Mais le moment dont il est le plus fier est peut-être celui où il a appris qu'un spectateur a eu envie de faire vérifier un grain de beauté après avoir regardé l'une de ses vidéos. Il s'est avéré être cancéreux. Souvent, à l'école de médecine, on apprend tous ces faits déconnectés les uns des autres et on se demande si on aura un jour la chance d'avoir un impact sur la vie d'un patient grâce à ces connaissances. Le fait de savoir que ? le contenu et les informations que j'ai créés encouragent les gens à prendre leur santé en main et à sauver des vies me conforte dans l'idée que je suis dans la bonne profession, dit Mme Bervell. Je voulais faire partie du mouvement, je ne me contente plus de rester là à regarder, je veux vraiment changer les choses, je veux éduquer, ajoute-t-il.

Outils de course et de diagnostic

Depuis plus de 100 ans, la race est utilisée pour diagnostiquer et traiter certaines affections. Cependant, l'utilisation de la race comme outil de diagnostic est souvent défectueuse et inexacte. Voici les exemples les plus problématiques .

Le calculateur VBAC

Lorsqu'ils tentent de déterminer si une patiente doit envisager un accouchement vaginal après une césarienne (AVAC), les cliniciens prennent en compte plusieurs facteurs : l'âge, la taille, le poids et les antécédents d'accouchement.
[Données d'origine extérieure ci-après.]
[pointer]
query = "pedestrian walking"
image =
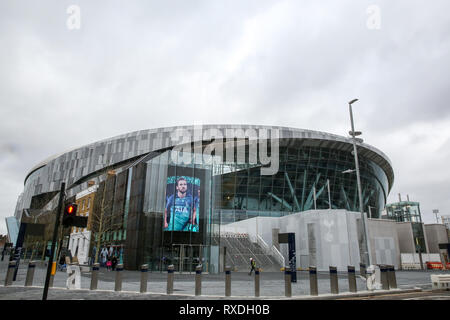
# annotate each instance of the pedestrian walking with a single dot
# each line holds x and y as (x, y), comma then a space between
(108, 264)
(114, 262)
(252, 265)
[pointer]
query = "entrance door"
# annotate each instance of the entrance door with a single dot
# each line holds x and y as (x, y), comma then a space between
(186, 257)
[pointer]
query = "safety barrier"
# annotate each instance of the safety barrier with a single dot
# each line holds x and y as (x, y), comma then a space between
(387, 279)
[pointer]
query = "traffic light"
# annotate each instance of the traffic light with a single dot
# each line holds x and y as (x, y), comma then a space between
(70, 212)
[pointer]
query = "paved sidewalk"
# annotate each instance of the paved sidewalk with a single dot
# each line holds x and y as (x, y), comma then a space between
(213, 285)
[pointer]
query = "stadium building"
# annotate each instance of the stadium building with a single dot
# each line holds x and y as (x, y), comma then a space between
(172, 195)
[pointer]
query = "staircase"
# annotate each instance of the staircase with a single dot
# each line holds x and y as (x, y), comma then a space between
(239, 251)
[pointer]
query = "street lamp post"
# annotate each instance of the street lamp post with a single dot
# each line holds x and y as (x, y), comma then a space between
(358, 179)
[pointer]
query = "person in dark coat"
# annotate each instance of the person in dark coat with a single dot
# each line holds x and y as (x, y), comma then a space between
(114, 262)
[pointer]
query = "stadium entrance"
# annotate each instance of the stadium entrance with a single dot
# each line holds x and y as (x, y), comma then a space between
(184, 257)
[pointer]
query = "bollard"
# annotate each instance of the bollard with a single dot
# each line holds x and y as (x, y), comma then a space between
(198, 280)
(94, 276)
(391, 277)
(257, 287)
(170, 279)
(362, 270)
(144, 278)
(10, 273)
(118, 286)
(287, 282)
(30, 274)
(50, 281)
(52, 275)
(227, 281)
(384, 277)
(351, 278)
(334, 280)
(313, 289)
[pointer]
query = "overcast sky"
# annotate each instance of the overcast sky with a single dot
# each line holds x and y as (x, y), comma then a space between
(134, 65)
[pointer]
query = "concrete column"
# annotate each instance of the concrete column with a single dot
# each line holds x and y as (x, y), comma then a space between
(313, 288)
(391, 277)
(170, 275)
(287, 282)
(30, 274)
(198, 280)
(118, 285)
(257, 287)
(384, 277)
(10, 273)
(351, 279)
(144, 278)
(227, 281)
(94, 276)
(334, 285)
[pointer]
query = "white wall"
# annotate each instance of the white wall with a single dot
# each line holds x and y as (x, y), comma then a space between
(333, 233)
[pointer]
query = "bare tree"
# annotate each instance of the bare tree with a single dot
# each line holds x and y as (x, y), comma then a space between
(104, 219)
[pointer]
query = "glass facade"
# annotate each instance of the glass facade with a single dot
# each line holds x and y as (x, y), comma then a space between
(219, 193)
(165, 206)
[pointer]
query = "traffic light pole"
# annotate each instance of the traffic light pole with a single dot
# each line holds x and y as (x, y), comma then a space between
(55, 232)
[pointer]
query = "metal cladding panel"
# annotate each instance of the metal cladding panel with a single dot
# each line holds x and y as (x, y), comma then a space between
(98, 155)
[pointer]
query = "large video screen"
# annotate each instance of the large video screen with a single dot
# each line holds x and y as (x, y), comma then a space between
(182, 209)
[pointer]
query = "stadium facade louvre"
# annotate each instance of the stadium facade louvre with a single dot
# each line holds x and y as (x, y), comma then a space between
(148, 163)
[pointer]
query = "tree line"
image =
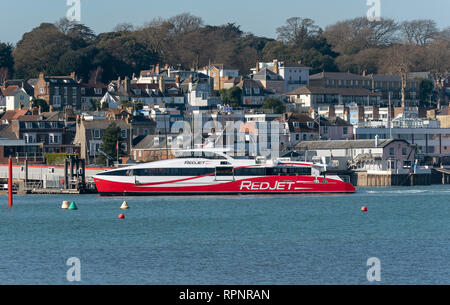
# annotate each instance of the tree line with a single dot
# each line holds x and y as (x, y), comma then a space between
(184, 41)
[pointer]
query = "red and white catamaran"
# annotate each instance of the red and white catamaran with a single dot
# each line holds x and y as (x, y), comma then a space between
(211, 172)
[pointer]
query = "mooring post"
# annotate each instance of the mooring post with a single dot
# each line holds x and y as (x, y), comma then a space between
(65, 174)
(10, 194)
(26, 174)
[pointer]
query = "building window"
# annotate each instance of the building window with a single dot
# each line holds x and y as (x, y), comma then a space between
(96, 133)
(404, 151)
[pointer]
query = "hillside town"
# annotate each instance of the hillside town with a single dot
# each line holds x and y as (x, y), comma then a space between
(364, 121)
(371, 112)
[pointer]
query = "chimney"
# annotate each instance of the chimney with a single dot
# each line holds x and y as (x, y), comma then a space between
(125, 84)
(161, 84)
(275, 66)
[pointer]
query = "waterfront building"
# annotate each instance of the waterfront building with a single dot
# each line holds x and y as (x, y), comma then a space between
(58, 91)
(431, 140)
(393, 155)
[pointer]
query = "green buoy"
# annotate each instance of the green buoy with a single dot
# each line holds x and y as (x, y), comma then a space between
(73, 206)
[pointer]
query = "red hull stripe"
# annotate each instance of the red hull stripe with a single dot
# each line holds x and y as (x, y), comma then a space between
(268, 184)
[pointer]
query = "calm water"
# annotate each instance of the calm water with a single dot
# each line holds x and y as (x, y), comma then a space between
(230, 240)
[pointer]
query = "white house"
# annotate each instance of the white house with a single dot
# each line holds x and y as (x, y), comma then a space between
(16, 97)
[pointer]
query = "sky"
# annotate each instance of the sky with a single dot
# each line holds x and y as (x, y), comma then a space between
(260, 17)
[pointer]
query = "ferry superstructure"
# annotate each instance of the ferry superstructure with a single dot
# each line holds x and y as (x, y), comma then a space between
(200, 172)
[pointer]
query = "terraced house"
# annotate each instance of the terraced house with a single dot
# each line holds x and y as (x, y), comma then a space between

Jusqu'en 2021, on demandait également aux patientes si elles étaient noires ou hispaniques, mais la recherche a prouvé que la race n'était pas un facteur permettant de prédire le succès d'un AVAC.

eGFR

La fonction rénale est déterminée par quatre facteurs : l'âge, le sexe, la race (noire ou non) et le taux de créatinine -- les déchets que les reins filtrent dans le sang. Cette formule a été créée lorsque les experts ont supposé que les Noirs avaient une masse musculaire plus importante, ce qui entraînerait une fonction rénale élevée. Bien que les chercheurs affirment aujourd'hui que cette hypothèse est erronée et dangereuse, le DFGe est encore largement utilisé dans la plupart des hôpitaux.

Oxymètre de pouls

L'un des outils les plus utilisés en médecine, l'oxymètre de pouls mesure l'oxygène dans le sang en faisant passer une lumière à travers le doigt. Une étude récente a montré qu'il est trois fois plus susceptible de donner une lecture erronée chez les patients à la peau foncée.

Spiromètre

Cet appareil centenaire permettant de tester la fonction pulmonaire était autrefois utilisé pour justifier l'esclavage. L'inventeur Samuel Cartwright prétendait que les Noirs avaient des poumons plus faibles et que le travail harassant dans les champs était donc essentiel pour les développer. Aujourd'hui encore, une correction raciale est utilisée pour mesurer la fonction pulmonaire des patients noirs afin de tenir compte de leur respiration supposée plus superficielle.